In hindsight it's easy to see how both decisions ended up deepening the quagmire Afghanistan has become. But the next president is going to inherit a situation in which he or she can either choose to repeat the mistakes of the past or make a clean break with them by recognizing that there's no quick or easy path to victory in Afghanistan and that stabilizing the situation there enough to prevent terrorist groups from using it as a base for attacks on the U.S. and its allies may be the closest thing to success we can achieve. Even that could require a generational struggle in which our conventional military forces are at a long-term disadvantage against the hit-and-run tactics of lightly armed guerrillas hiding among the civilian population.
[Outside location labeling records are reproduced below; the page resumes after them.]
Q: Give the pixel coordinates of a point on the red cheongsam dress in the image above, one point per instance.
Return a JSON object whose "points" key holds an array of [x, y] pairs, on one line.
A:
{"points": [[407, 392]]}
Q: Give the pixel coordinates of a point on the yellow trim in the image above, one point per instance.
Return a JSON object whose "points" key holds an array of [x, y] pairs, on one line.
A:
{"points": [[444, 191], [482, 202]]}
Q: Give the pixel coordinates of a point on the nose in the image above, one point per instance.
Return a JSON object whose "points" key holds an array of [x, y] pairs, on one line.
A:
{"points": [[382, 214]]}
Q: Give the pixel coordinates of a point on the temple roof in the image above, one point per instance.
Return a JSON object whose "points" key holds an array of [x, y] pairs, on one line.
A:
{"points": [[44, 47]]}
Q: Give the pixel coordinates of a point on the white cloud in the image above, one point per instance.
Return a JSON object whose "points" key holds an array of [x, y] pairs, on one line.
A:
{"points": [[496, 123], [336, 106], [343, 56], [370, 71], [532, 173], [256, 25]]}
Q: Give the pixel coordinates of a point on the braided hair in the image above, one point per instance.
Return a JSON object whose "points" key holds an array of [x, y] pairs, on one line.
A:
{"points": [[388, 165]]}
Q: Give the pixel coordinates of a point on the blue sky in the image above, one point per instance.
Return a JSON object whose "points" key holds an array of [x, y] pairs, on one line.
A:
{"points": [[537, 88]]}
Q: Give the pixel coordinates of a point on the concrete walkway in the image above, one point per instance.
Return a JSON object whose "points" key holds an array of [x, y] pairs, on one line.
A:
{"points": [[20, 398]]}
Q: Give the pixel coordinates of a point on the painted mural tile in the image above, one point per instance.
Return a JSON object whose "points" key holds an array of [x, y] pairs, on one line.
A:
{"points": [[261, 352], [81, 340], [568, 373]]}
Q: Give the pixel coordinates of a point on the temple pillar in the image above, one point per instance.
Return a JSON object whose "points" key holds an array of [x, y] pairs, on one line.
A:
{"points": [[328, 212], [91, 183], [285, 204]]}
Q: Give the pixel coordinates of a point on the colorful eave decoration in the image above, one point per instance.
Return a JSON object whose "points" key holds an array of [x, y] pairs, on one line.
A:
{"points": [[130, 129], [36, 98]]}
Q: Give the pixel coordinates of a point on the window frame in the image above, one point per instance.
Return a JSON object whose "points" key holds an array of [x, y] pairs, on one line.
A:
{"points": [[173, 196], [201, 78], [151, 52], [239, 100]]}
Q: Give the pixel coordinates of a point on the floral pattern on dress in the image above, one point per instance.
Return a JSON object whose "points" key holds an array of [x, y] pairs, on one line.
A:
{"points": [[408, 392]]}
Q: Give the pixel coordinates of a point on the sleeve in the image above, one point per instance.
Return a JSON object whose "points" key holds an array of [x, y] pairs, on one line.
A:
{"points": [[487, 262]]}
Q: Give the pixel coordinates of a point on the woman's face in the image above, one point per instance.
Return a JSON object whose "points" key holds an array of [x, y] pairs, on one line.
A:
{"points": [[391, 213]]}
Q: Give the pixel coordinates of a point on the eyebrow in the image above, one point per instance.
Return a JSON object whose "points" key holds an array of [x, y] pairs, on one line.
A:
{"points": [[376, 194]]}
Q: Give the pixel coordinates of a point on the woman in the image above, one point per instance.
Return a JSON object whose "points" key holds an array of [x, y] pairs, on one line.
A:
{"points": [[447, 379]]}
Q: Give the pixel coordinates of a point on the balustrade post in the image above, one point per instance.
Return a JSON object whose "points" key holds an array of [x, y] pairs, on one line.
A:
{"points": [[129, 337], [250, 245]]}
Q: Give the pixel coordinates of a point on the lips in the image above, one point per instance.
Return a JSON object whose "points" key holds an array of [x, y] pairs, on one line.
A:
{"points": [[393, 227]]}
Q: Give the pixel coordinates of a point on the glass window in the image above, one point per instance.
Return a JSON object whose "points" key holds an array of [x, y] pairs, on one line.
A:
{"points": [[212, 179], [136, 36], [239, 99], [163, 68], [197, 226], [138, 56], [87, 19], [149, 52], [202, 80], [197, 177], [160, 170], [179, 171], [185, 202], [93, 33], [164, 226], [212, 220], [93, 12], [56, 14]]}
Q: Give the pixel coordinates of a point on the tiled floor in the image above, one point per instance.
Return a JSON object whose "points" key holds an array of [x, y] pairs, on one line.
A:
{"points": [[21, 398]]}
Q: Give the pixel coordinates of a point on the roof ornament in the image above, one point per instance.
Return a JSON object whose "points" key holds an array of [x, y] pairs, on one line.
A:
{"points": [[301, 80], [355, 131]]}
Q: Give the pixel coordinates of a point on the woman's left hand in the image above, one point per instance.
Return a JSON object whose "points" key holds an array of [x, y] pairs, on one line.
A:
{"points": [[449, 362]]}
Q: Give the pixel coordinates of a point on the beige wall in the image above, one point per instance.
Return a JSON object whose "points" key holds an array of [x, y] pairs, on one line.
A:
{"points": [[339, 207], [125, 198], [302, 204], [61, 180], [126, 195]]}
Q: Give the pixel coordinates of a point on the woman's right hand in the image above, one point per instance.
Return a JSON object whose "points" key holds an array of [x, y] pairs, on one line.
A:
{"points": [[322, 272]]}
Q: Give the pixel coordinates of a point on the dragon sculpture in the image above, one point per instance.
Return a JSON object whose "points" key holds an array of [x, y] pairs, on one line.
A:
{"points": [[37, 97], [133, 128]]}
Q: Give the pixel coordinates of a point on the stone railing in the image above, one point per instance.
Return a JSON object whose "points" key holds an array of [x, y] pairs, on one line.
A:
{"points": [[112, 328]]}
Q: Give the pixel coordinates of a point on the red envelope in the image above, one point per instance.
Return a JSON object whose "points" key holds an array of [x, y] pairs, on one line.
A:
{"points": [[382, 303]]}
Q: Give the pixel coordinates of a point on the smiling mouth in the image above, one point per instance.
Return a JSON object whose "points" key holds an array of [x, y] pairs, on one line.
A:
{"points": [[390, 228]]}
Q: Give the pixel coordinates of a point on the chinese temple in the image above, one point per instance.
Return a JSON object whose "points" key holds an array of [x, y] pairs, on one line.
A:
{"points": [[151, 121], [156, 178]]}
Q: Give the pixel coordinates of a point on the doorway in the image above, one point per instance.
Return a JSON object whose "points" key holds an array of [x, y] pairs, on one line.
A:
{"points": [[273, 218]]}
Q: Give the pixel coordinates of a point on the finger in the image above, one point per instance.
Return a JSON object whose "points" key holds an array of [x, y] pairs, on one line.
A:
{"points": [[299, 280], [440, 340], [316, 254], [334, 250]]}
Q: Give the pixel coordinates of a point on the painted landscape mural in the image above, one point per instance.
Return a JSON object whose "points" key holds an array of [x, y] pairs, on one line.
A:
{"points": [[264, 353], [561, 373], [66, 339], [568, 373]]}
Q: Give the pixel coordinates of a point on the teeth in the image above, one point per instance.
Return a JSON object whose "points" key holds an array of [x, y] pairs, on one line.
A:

Our involvement in Afghanistan should serve as a cautionary tale about the perils of military adventurism, just as the Iraq War did, but it's striking how differently those lessons have been absorbed by the presidential contenders in the two parties. On the Democratic side, we're witnessing a debate between Sen. Bernie Sanders and Hillary Clinton about whether her vote to authorize the Iraq War represents a fatal lack of good judgment. But on the Republican side, with the exception of the isolationist Sen. Rand Paul, we're witnessing a contest to see who can be the most bellicose when it comes to new threats like ISIS and the civil war in Syria. Sen. Ted Cruz's loose talk of "carpet bombing" terrorists and making the sand "glow in the dark" is just political bluster that, if actually carried out, would virtually guarantee a U.S. defeat by turning the whole Muslim world against us.

The only way to win the war in Afghanistan is to recruit and train local forces committed to defending their country and supporting them over the long-term with U.S. airpower, logistics and intelligence capabilities, and it's the only way forward against ISIS as well. That's what the U.S. is really good at, but it will require strategic patience and a commitment to seeing the conflict through to the end no matter how long the fighting continues. The conflicts ranging from Syria to Afghanistan won't be won under the next president nor perhaps for several more to come, regardless of which party occupies the White House. The next commander-in-chief may not like hearing that, but it's something he or she is going to have to learn to live with because the alternatives are even worse.